MK: What finally convinced the family to accept your father’s offer?
EB: It was not a negotiation about price or how the transaction would go about. It was completely focused on how their heritage would be preserved. For us, it was a no-brainer. One of the biggest questions the Fernandez family had, was when we take over the brand, were we going to remove their name from the label. Were we going to change the name and put our name on there? They had never changed the label in 140 years. No, we didn’t want anything to do with changing their heritage. We are not trying to come in and claim fame to their 140 years of amazing history. We want to share it with the rest of the world. So, they finally came around and said yes, you are the people that we want to deal with. They put a lot of trust into us and we put a lot of trust into them in turn by taking over a formula that is in this gentlemen’s head for who knows how many years. That makes me proud to know that I am part of something that is going to be carried on in a way that is special to them and Puerto Ricans. There were a lot of synergies between our family and their family. Don Fernando says it makes him happy to see that my brother and I are working with our father. It reminds him of when he and his brother worked with their father. I am on the commercial side and my brother is involved on the production side and that is exactly how he and his brother did it. He sees us as a younger version of his family and that we want to promote Barrilito, while at the same time respecting all that has been put into place. They didn’t have the capability or the desire to really go out and share it like it should have been. We stepped in with the knowledge of growing a brand on the sales side, but also on the side of improving the facilities. Before the transaction was complete, we were already investing in the facility. We had some wooden racks that were literally falling apart. We are talking two termites away from losing hundreds of combined years of rum in some of these warehouses. We put a lot of money into making sure they were brought up to date, that our people are safe, that the aged stock is insured for the future. We are not in this to steal the fame and the mystique of the brand or family. We are just here to help people learn about this brand, grow it and make sure it doesn’t disappear.
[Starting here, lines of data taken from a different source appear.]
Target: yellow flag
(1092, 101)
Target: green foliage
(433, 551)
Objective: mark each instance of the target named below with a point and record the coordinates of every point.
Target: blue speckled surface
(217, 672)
Ron del Barrilito Visitor Center
MK: In 2019 you opened a new $2M Visitor Center. Is that part of that education process?
EB: Yes. We wanted to do the right thing with this brand. That just doesn’t end with repairing the warehouses, doing some landscaping, and continuing on as we are. It means let’s do everything. Let’s create an experience for a brand that deserves it. That’s where the Visitor’s Center Experiences came from. One of our aging warehouses took its final blow when Hurricane Maria damaged it in 2017. We repurposed it into what is the starting point of our three Visitor Center Tours. We have the Basic Heritage Tour, which is simply a walk around of the property, getting the history, seeing the facilities. There is the Tasting Tour, which includes the full Heritage Tour and then you sit down with a brand specialist and they walk you through the 2 Stars, the 3 Stars, the 4 Stars, and the 5 Stars in a sensorial experience. The Mixology Tour, also starts with the Heritage Tour, but then you get to create three classic cocktails with a Barrilito twist.
MK: I visited Barrilito in the early 90’s and at that time you were really not set up for tours, but Fernando Fernandez was kind enough to take me through the entire facility.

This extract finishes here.